What do you love about living off the grid? What do you like, and what did you come to enjoy even though you maybe didn't expect it to?

I love the freedom! As much as repair and maintenance chores can be a hassle, not having to depend on others for certain services means we can decide what we spend money on. Now that we are living stationary, I've found that I bristle at any rule that tells me what I am and am not allowed to do on my own property. I definitely didn't use to be like that! I'm not sure it's a good thing but I do like that I now question what services I need to pay someone else to do versus the ones we can do ourselves if only we can work our way through the red tape.
 

Having a humanure setup is still pretty unique. How did you learn about it, and which resources did you use to learn more?

Well, the toilet said it was "composting" so I wanted to understand how I could actually compost the contents to reduce waste. I learned that there wasn't really a way to do that living on the road. There are no places you can take your toilet contents to be composted (at least not that I found). As we settled down onto our land I knew I would compost to reduce waste and return the nutrients to the soil from which we would grow food. I read the Humanure Handbook which I jokingly referred to as my bible (I'm pretty free with this title. I also have a bread cookbook that is my bible.) I just love the mental image I have of a nutrient cycle where the energy doesn't flow in a line from fertilizer to food to my body to a septic tank where it dies, but instead, continues to feed microorganisms who in turn feed my soil and the food I grow in future years that provide me with food.... and so on.

Do you also recycle your pee, or do "just" have a humanure pile?

Yes. I pee-cycle some of the pee into the garden but there is far too much pee to water my plants. I dilute it at least 5 parts water to one part pee so I don't burn the plants and I just don't water my garden that often but rely on rain mostly. The rest of the pee goes into the compost pile to keep it nice and wet (good for the little organisms living in there) and put those pee nutrients in a place where they can be used rather than go to waste.

What's something you wish you'd known before starting your humanure journey?

Maybe just encouragement to keep trying new things until you get it right. I've been doing it for about a year and my first compost bin didn't get very hot. I don't think I added enough carbon material to get the heat up. Because of this, it's kinda gross and sludgy now and I need to take apart the bin, add a whole bunch of wood chips, turn it around with a pitchfork, and leave it for another year. I've been putting this off because when I dug into it and discovered that it was all sludgy, I also discovered its intense stink! I was adding hay to the top every time I "deposited" in it.

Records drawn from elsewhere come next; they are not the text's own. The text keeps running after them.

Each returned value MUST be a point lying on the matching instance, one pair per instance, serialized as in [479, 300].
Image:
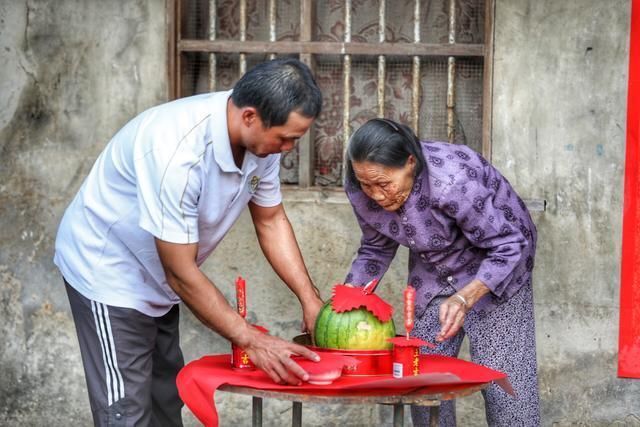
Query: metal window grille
[423, 63]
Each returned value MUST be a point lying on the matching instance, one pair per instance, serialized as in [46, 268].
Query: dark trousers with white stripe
[131, 361]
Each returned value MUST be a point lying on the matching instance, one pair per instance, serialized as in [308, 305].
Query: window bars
[456, 109]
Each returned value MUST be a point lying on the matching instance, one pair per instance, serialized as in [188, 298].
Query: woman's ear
[411, 162]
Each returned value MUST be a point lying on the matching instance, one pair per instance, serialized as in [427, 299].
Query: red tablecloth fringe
[198, 381]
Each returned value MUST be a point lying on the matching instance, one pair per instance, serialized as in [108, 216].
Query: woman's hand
[455, 308]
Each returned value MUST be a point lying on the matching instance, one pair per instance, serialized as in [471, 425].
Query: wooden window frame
[307, 49]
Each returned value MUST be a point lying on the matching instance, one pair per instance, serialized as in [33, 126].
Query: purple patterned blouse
[462, 221]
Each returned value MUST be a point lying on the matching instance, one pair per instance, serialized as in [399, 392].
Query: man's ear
[249, 115]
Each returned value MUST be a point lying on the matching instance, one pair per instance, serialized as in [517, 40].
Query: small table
[429, 398]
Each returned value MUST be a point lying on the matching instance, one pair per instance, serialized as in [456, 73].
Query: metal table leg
[296, 420]
[398, 415]
[256, 412]
[434, 416]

But because we haven't been using a cover material in the toilet, I think I really needed to add more carbon at the time of the deposit. With this year's bin, I've added a ton more hay. The pile was getting a little warmer but not much. I started putting wood shavings from a local sawmill and after about a week I had that pile up to 120! I'm thinking that maybe hay just doesn't really contribute that much carbon compared to wood. Still learning. I don't have it all figured out but I'm excited to see some results from my changing methods.

Will you be continuing to use a humanure?

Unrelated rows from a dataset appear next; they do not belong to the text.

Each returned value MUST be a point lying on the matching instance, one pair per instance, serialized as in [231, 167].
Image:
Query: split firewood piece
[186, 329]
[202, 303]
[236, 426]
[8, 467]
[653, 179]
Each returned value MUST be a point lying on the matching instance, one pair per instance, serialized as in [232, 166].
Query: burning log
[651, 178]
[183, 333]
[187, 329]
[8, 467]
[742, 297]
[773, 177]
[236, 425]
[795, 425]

Yes! Because why would I throw away all those good nutrients and then go out and buy compost for my garden?!

What would you tell people who are afraid of having a humanure setup?

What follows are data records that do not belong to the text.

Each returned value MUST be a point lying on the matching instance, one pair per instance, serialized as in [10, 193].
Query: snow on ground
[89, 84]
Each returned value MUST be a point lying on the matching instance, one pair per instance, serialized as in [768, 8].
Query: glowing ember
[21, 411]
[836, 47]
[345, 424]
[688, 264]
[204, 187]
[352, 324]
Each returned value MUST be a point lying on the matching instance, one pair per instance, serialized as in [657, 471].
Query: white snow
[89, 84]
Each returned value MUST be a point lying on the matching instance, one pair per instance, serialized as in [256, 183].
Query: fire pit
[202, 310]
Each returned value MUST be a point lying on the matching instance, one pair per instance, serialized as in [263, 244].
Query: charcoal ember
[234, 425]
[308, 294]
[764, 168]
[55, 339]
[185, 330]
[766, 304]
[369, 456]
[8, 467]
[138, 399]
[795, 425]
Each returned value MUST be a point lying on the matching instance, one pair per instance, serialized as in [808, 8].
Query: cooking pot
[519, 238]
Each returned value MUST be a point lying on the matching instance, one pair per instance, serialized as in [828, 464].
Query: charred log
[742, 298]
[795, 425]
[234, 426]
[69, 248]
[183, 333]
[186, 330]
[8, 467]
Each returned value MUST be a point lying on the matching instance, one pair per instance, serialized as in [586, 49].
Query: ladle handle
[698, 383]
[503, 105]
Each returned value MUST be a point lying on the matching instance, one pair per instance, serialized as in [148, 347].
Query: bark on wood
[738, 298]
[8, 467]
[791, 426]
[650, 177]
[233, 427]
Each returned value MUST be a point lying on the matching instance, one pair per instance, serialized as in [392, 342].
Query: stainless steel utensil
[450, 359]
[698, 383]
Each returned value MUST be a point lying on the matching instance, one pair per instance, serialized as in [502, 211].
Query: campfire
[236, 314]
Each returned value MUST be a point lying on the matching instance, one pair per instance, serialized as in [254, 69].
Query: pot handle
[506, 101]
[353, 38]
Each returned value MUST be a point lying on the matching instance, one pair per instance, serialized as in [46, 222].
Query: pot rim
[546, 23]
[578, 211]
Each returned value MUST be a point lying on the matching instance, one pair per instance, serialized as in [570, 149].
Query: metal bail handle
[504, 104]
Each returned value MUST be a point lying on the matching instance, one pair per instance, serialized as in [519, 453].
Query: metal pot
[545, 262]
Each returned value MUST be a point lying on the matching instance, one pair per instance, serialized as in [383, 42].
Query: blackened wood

Enough cover material on your pile and no one will smell it. Trust me. Even though I messed up and mine got nasty inside, I didn't even know it until I dug down because I had plenty of cover on top. And my favorite way the Humanure Handbook described how you can understand that you are not putting your poop on your garden: If you eat a piece of pie, what comes out the other end is no longer pie. It has been transformed into something else by digestion. The same goes for humanure: the things you put into the pile are transformed into something else by digestion.